Recent years have seen an explosion in the creation of machine learning models for everything from self-driving cars to social media feeds. Despite the success of these models at perception and simple prediction, they have yet to have a larger impact on traditional enterprise computing and data processing applications.
Applying machine learning inside the enterprise is the ambition behind a new initiative launched yesterday at MIT’s Computer Science and Artificial Intelligence Laboratory (CSAIL) with industry collaborators Google, Intel and Microsoft.
Dubbed the “Data Systems and Artificial Intelligence Lab” (DSAIL), the effort will focus on investigating how machine learning can be used to improve the performance of data-processing systems.
For example, enterprise companies often gather huge amounts of data and have trouble analyzing all the data in a timely manner.
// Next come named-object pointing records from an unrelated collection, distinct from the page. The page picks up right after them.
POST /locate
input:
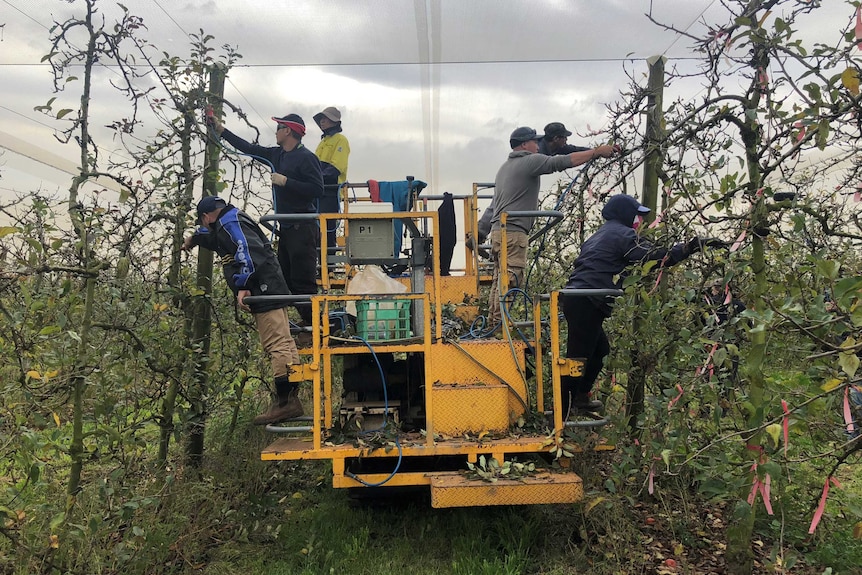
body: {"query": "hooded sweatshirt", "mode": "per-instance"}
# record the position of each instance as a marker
(616, 245)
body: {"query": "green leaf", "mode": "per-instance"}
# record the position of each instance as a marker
(57, 520)
(849, 363)
(774, 432)
(828, 268)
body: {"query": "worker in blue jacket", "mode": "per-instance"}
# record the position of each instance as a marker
(251, 268)
(297, 188)
(601, 264)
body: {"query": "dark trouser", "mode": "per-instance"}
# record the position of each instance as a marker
(329, 205)
(587, 339)
(297, 256)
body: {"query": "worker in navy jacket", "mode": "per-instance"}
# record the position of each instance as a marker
(601, 264)
(251, 268)
(297, 184)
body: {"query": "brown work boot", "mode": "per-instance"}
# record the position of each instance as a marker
(582, 402)
(281, 410)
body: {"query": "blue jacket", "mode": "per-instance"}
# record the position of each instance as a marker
(248, 261)
(616, 245)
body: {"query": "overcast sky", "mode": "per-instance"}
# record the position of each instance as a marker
(427, 88)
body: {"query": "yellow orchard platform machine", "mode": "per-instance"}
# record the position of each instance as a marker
(397, 399)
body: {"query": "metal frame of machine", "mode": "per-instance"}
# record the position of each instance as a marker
(457, 402)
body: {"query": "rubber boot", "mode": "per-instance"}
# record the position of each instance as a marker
(286, 404)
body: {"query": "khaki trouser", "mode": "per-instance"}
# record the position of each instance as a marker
(273, 328)
(516, 261)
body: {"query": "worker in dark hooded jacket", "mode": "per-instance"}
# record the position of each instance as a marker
(601, 265)
(251, 269)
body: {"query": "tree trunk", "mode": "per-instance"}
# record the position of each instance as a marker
(202, 323)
Using machine learning to improve systems is still in its infancy, and where it has been used, it is mostly to tune systems’ parameters, such as cache size.
“Our ambitions are much bigger,” says MIT professor Tim Kraska, one of the co-directors of the initiative. “We want to investigate how machine learning can improve the system from the ground up by deeply embedding it into the core components of a data processing system, such as scheduling and indexing. This requires a fundamental rethinking of the entire data system architecture.”
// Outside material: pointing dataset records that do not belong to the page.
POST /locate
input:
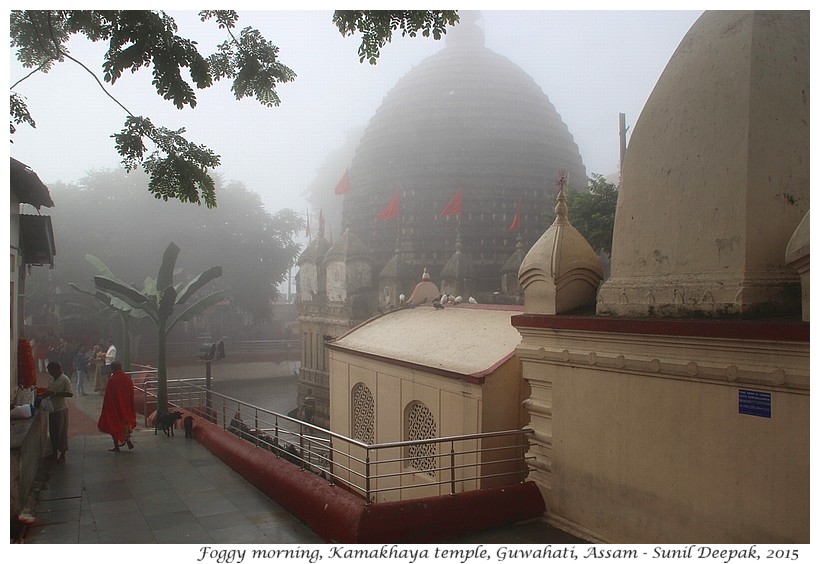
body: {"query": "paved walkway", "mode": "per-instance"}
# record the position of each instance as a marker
(174, 491)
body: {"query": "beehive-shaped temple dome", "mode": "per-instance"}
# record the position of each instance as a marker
(716, 177)
(467, 118)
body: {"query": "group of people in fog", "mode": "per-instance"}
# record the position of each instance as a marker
(62, 361)
(80, 361)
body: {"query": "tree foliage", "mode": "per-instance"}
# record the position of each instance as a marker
(377, 26)
(162, 302)
(592, 212)
(138, 39)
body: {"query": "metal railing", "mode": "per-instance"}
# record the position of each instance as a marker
(378, 472)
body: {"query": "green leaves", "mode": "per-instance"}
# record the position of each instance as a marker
(177, 168)
(377, 26)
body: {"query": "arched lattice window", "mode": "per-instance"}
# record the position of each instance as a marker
(421, 425)
(364, 414)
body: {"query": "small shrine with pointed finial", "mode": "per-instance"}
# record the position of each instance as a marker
(425, 291)
(457, 274)
(561, 272)
(392, 282)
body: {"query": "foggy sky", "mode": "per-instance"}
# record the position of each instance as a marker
(592, 65)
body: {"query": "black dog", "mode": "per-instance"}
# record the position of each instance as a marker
(188, 423)
(166, 422)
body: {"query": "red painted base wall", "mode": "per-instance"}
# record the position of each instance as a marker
(338, 515)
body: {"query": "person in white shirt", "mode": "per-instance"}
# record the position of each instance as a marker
(110, 356)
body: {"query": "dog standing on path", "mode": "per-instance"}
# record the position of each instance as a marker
(188, 423)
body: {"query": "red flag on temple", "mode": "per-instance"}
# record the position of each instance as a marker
(516, 220)
(391, 209)
(343, 187)
(454, 205)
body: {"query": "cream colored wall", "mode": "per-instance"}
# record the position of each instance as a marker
(651, 448)
(458, 408)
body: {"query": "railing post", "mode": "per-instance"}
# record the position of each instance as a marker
(367, 477)
(331, 470)
(452, 468)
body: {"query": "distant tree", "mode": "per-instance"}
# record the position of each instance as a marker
(179, 169)
(593, 212)
(109, 302)
(109, 210)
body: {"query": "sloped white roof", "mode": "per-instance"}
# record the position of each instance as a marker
(466, 340)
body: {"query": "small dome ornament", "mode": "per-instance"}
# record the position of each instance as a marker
(561, 272)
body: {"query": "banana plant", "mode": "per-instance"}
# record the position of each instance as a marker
(109, 302)
(162, 303)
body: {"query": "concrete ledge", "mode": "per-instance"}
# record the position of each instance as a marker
(338, 515)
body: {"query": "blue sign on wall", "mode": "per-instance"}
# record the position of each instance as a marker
(752, 402)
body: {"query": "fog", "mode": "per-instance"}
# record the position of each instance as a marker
(592, 65)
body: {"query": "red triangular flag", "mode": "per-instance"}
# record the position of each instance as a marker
(516, 220)
(343, 187)
(392, 208)
(454, 206)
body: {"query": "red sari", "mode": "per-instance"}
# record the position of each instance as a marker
(118, 417)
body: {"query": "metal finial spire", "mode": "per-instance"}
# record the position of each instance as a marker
(561, 210)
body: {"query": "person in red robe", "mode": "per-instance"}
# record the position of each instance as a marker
(118, 417)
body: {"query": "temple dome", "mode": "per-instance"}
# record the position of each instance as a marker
(561, 272)
(468, 118)
(716, 176)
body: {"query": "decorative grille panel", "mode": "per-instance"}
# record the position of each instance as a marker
(421, 425)
(364, 419)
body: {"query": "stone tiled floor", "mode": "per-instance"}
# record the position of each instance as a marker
(174, 491)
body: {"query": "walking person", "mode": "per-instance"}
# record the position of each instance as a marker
(81, 368)
(118, 417)
(110, 357)
(59, 388)
(42, 354)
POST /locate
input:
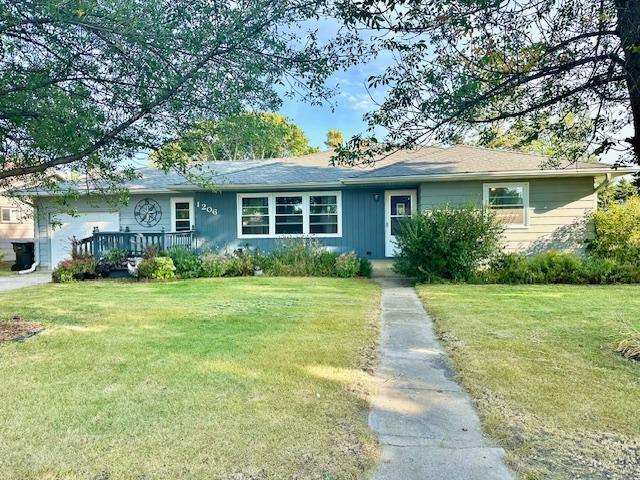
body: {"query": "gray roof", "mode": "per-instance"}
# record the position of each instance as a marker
(423, 164)
(464, 159)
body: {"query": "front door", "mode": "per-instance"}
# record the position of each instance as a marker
(398, 204)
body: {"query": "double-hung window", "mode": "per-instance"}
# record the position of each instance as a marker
(289, 215)
(182, 214)
(254, 216)
(509, 202)
(9, 215)
(272, 215)
(323, 214)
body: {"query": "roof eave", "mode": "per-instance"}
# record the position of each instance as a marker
(260, 186)
(444, 177)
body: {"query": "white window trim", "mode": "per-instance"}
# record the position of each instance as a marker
(192, 219)
(14, 219)
(305, 214)
(525, 189)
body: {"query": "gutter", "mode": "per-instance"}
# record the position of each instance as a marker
(259, 186)
(451, 177)
(604, 183)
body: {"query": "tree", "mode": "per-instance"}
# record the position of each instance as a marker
(334, 139)
(466, 64)
(84, 85)
(566, 138)
(241, 136)
(617, 193)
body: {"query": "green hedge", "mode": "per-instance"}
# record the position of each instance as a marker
(557, 267)
(447, 243)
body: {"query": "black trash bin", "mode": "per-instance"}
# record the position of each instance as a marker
(25, 255)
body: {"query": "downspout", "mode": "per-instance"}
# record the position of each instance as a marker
(36, 240)
(605, 183)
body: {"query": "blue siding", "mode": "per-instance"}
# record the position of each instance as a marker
(127, 216)
(362, 223)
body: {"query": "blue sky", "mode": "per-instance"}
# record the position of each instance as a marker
(350, 103)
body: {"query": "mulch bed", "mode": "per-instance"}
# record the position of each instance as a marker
(16, 329)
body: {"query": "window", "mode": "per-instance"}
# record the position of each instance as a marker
(9, 215)
(289, 215)
(272, 215)
(255, 216)
(323, 214)
(509, 201)
(182, 214)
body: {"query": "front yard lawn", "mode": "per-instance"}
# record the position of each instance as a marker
(242, 378)
(537, 361)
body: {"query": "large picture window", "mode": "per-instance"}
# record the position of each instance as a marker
(272, 215)
(509, 202)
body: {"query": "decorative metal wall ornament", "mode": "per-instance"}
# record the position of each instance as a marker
(147, 212)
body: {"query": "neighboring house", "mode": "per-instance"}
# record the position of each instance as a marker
(258, 203)
(16, 223)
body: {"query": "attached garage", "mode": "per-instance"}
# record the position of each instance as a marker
(79, 227)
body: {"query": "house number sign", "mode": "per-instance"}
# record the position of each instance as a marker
(207, 208)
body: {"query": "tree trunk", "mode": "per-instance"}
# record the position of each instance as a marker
(629, 32)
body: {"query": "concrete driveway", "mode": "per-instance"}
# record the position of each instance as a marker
(15, 281)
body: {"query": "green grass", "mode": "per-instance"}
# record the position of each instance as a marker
(539, 364)
(242, 378)
(5, 269)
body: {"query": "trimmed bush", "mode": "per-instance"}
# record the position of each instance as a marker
(214, 265)
(366, 269)
(618, 232)
(628, 345)
(298, 258)
(152, 251)
(156, 268)
(116, 257)
(78, 268)
(347, 265)
(186, 261)
(240, 265)
(556, 267)
(449, 243)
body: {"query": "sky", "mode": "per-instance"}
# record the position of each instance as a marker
(352, 101)
(345, 113)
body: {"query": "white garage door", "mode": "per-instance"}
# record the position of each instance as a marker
(79, 227)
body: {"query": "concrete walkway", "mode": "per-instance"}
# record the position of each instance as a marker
(424, 420)
(15, 281)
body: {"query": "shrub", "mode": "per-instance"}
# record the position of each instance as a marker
(347, 265)
(447, 242)
(156, 268)
(628, 345)
(300, 258)
(186, 261)
(116, 257)
(556, 267)
(365, 269)
(77, 268)
(618, 232)
(214, 265)
(240, 264)
(152, 251)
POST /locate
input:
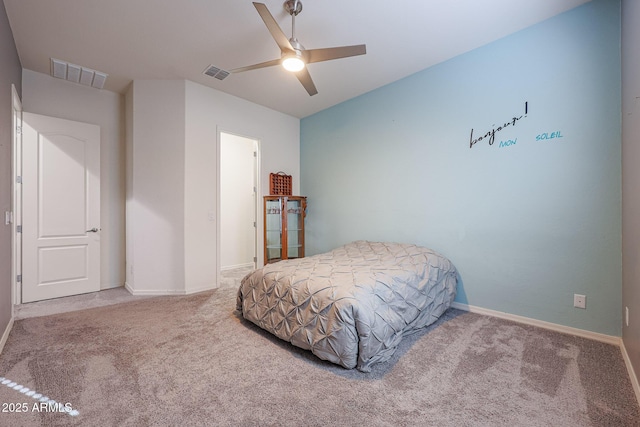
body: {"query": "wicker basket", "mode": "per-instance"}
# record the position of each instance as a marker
(279, 184)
DSAIL further aims to develop new techniques that make it easier for enterprises to not just use machine learning but also build and manage machine learning models. Building a model involves more than just running the final algorithm: it is an iterative process of data integration, cleaning, data transformation, feature selection, model building and visualization.
While there exist individual solutions for many of these problems, enterprise companies often struggle to bring those techniques efficiently together. For example, a decision made to clean the data might have profound implications for the final model quality. Even worse, with the huge number of technical choices made during all these steps, it is often very hard for people to retroactively determine which models and data preparation steps work best for different situations, or even to keep track of what they have tried out in the past.
“We are working to define and create a completely new kind of data stack for artificial intelligence,” says MIT professor Sam Madden (pictured above), another co-director of the initiative alongside professor Mike Stonebraker. “You could imagine a first layer that lets you access, integrate and clean the data for building machine learning models, a second workflow layer that helps you manage the models, and then a presentation layer that helps you operate and visualize the models.”
Researchers met today for an all-day summit at the Hyatt Regency in Kendall Square to form the agenda of the initiative. For their part, Google, Intel and Microsoft will work on new lines of research with small groups of CSAIL faculty, including professors John Guttag, Song Han, Stefanie Jegelka and David Sontag.
Multiple groups at CSAIL have already been developing key systems in this space. Madden’s data-discovery tool Data Civilizer, for example, allows organizations to discover related datasets from thousands of distinct business databases and files. Kraska’s work on Northstar helps inexperienced data scientists to quickly build high-quality models.
DSAIL builds on the lab’s existing initiatives that focus on financial technology, cybersecurity and systems approaches to machine learning. It represents an expansion of Intel’s previous five-year collaboration with CSAIL, the Intel Science and Technology Center for Big Data (ISTC).